3. Temyiz dışı katılan sanık …’in beyanları dava dosyasında mevcut olup aşamalarda istikrarlıdır.
4. Sanığın eylemi neticesinde katılanda meydana gelen yaralanmaya ilişkin olarak;
a) Suluova İlçe Devlet Hastanesi tarafından tanzim olunan 27/04/2016 tarihli raporda;
”Kişide sağ bacak alt ön yüzde 3×5 cm boyutlarında açık yara, arter yaralanması, batıl alt kadranda ve tüm sağ ektremitede multiple saçma izleri, sağ kasıkta sızıntı şeklinde kanamanın tespit olunduğu,
b) Amasya Üniversitesi Sabuncuoğlu Şerafettin Eğitim ve Araştırma Hastanesince tanzim olunan 23.06.2016 tarihli;
”Kişide karın içinde yaralanmaya bağlı ince-kalın bağırsak yaralanmasına neden olduğu bildirilen yaralanmasının,
“1- Kişinin yaşamını tehlikeye sokan durum olduğu,
2-Kişi üzerindeki etkisinin basit tıbbi müdahale ile giderilebilecek ölçüde hafif nitelikte olmadığı”

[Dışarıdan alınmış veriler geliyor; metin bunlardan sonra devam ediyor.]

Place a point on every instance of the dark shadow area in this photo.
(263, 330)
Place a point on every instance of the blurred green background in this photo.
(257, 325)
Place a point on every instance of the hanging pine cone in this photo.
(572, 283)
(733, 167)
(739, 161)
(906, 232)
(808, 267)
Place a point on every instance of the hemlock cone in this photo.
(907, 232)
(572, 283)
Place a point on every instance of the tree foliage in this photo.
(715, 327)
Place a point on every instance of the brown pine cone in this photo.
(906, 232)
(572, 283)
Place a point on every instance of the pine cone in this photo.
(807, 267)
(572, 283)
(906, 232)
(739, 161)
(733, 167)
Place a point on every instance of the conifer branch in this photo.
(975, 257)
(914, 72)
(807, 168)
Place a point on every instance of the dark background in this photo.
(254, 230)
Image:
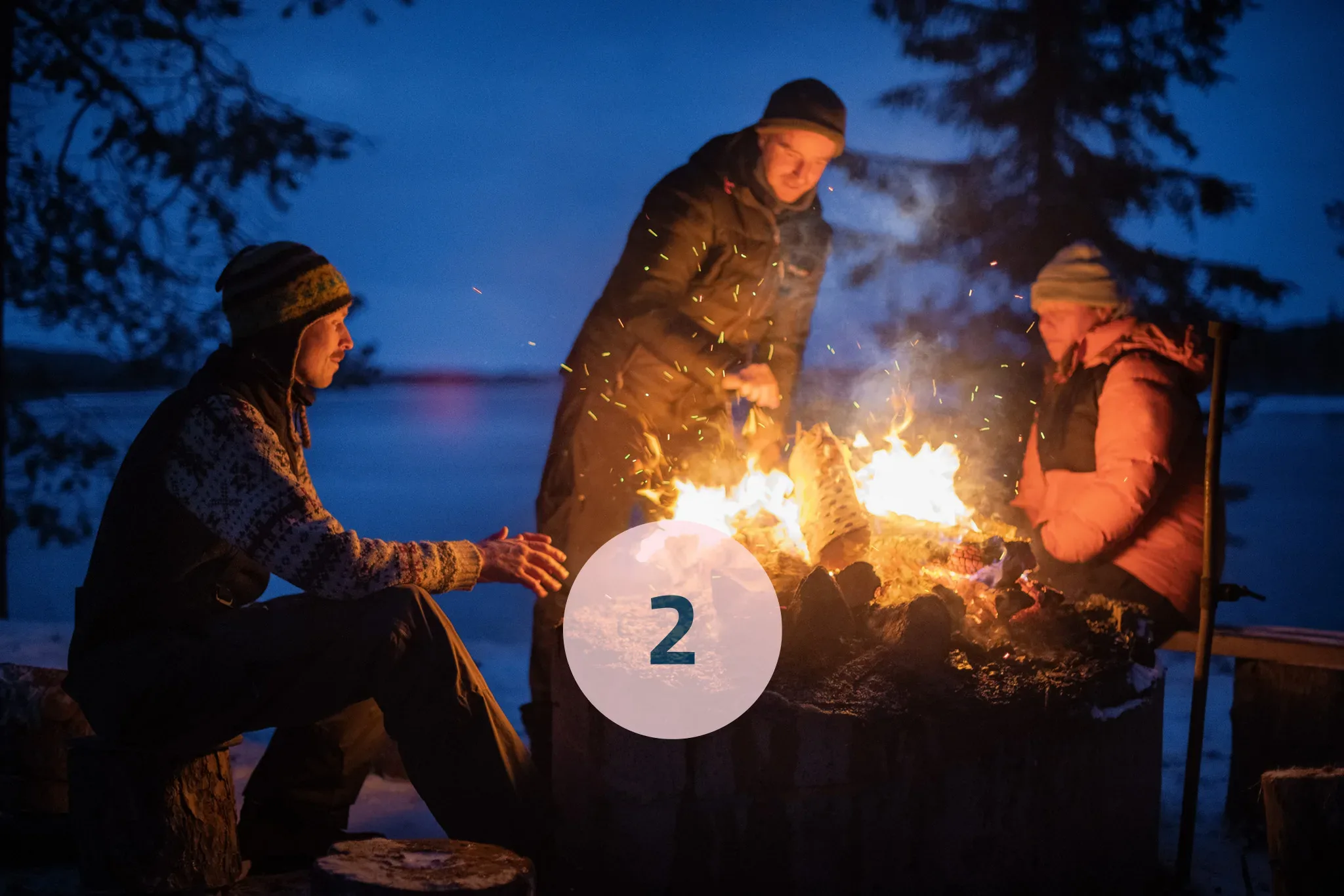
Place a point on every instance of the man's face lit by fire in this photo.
(795, 161)
(1063, 324)
(322, 350)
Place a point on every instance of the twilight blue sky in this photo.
(511, 143)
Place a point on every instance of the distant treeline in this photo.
(1293, 360)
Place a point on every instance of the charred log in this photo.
(915, 633)
(858, 583)
(820, 619)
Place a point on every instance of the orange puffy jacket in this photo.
(1141, 504)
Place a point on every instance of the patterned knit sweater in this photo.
(232, 472)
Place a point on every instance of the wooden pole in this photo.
(9, 20)
(1222, 333)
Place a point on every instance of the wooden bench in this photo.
(1288, 706)
(1274, 644)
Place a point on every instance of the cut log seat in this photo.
(1288, 706)
(148, 823)
(1304, 815)
(386, 866)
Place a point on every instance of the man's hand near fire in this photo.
(528, 559)
(756, 383)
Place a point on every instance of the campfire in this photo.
(938, 722)
(883, 571)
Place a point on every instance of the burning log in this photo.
(835, 524)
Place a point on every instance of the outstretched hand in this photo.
(756, 383)
(526, 559)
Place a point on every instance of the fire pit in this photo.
(937, 722)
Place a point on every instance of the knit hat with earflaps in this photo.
(805, 105)
(1078, 273)
(265, 287)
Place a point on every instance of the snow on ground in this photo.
(1223, 863)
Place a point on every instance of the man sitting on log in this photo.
(173, 653)
(1113, 476)
(711, 297)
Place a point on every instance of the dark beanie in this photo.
(805, 105)
(265, 287)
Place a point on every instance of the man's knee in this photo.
(406, 613)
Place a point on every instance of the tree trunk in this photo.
(1282, 718)
(385, 866)
(37, 720)
(1304, 819)
(148, 824)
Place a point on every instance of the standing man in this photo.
(171, 648)
(711, 297)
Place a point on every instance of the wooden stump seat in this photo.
(386, 866)
(1304, 819)
(148, 823)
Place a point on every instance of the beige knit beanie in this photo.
(1078, 273)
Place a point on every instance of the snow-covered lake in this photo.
(455, 461)
(459, 461)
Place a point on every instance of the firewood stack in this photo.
(833, 523)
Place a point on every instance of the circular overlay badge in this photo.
(673, 629)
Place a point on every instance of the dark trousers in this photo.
(1100, 577)
(328, 676)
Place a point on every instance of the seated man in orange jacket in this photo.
(1113, 476)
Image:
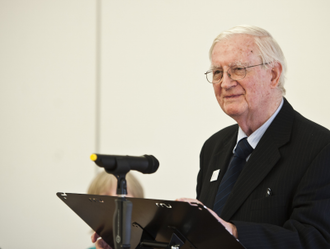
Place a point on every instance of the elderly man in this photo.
(266, 178)
(278, 196)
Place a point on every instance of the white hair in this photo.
(270, 51)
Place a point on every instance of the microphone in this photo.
(116, 164)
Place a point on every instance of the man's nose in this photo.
(227, 82)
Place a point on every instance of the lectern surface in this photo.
(156, 218)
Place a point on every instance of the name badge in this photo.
(215, 175)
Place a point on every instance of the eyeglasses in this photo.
(215, 76)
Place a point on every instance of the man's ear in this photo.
(276, 72)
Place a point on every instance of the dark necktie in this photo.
(235, 167)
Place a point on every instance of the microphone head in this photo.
(153, 164)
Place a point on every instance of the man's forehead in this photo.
(238, 49)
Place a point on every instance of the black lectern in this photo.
(155, 223)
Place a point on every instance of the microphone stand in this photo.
(122, 216)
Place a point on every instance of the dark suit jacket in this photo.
(292, 164)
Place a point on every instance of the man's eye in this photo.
(238, 69)
(217, 72)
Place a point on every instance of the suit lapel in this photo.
(262, 160)
(221, 161)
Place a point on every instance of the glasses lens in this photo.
(237, 73)
(214, 76)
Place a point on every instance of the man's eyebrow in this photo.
(236, 63)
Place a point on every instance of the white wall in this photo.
(154, 97)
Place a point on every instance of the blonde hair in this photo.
(103, 183)
(270, 51)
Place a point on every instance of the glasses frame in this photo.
(211, 70)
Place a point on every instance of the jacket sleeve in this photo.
(309, 224)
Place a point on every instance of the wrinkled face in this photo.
(245, 98)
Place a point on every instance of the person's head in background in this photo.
(106, 184)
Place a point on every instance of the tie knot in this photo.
(243, 149)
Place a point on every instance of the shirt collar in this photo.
(255, 137)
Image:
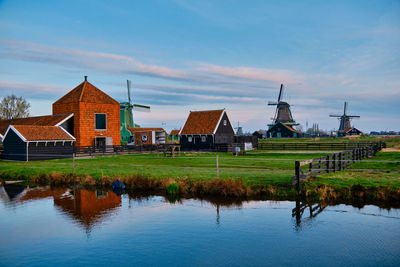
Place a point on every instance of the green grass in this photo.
(388, 164)
(254, 168)
(390, 141)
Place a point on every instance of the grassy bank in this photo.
(194, 174)
(391, 141)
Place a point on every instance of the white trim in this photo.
(67, 132)
(95, 122)
(233, 129)
(184, 124)
(15, 131)
(219, 121)
(27, 151)
(64, 120)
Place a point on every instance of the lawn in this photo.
(254, 168)
(391, 141)
(385, 164)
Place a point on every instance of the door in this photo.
(100, 143)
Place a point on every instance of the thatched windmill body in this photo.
(283, 121)
(345, 122)
(126, 114)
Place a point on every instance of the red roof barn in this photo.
(96, 115)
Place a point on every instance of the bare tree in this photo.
(12, 107)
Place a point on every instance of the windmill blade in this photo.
(280, 93)
(128, 84)
(139, 107)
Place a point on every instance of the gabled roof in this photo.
(290, 128)
(174, 132)
(40, 133)
(48, 120)
(202, 122)
(139, 129)
(86, 92)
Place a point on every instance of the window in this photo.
(101, 121)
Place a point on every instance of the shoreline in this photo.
(384, 196)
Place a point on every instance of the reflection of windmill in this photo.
(282, 113)
(344, 119)
(126, 109)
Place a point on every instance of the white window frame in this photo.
(95, 122)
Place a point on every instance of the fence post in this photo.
(327, 164)
(297, 172)
(217, 167)
(73, 164)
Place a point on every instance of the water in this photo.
(65, 227)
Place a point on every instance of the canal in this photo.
(43, 226)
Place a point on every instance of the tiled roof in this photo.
(42, 133)
(202, 122)
(140, 129)
(174, 132)
(290, 128)
(86, 92)
(48, 120)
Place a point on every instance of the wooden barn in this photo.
(33, 142)
(147, 136)
(206, 129)
(174, 136)
(64, 120)
(96, 115)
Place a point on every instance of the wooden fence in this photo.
(333, 162)
(314, 146)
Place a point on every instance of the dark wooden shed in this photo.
(32, 142)
(206, 129)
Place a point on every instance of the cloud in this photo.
(249, 73)
(32, 90)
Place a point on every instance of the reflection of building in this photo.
(86, 207)
(301, 208)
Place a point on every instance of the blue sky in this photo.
(195, 55)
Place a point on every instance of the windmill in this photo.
(282, 113)
(127, 108)
(126, 115)
(344, 119)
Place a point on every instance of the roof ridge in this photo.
(208, 110)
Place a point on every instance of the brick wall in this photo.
(84, 121)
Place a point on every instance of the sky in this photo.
(183, 56)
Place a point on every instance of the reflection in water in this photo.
(303, 208)
(11, 191)
(86, 207)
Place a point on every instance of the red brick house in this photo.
(96, 115)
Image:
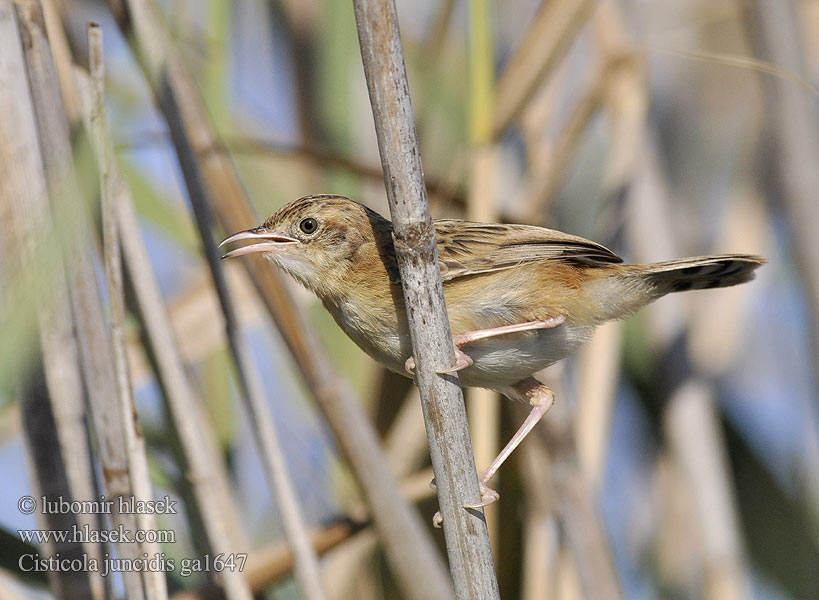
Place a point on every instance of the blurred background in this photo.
(681, 459)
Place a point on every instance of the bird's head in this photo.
(315, 239)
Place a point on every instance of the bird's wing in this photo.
(467, 248)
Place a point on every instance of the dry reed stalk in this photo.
(119, 446)
(468, 548)
(547, 40)
(53, 421)
(214, 178)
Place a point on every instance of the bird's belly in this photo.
(498, 362)
(504, 360)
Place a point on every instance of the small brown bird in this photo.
(519, 297)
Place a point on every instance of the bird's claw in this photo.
(488, 496)
(462, 361)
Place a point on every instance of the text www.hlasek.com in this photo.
(88, 535)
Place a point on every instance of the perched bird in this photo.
(519, 297)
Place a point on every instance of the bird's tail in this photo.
(630, 287)
(701, 272)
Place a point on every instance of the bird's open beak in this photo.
(261, 241)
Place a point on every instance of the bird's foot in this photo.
(488, 496)
(462, 361)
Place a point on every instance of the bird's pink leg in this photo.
(462, 360)
(541, 399)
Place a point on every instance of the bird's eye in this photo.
(308, 225)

Görüşlerini içerir adlî muayene raporları dava dosyasına eklenmiştir.
5. … Polis Kriminal Polis Laboratuvarı Müdürlüğünce tanzim olunan 06.05.2018 tarihli uzmanlık raporu ile suçta kullanılan tüfeğin ”6136 sayılı Kanun kapsamına girmediği” belirlenmiştir.
6. Amasya Emniyet Müdürlüğü Siber Suçlarla Mücadele Şubesi tarafından tanzim olunan 21.09.2016 tarihli inceleme raporu dava dosyasında mevcuttur.
7. Telefon inceleme ve ses kayıtları 28.07.2016 tarihli tutanak ile dava dosyasına eklenmiştir.
8. Olay yeri inceleme raporu dava dosyasında mevcuttur.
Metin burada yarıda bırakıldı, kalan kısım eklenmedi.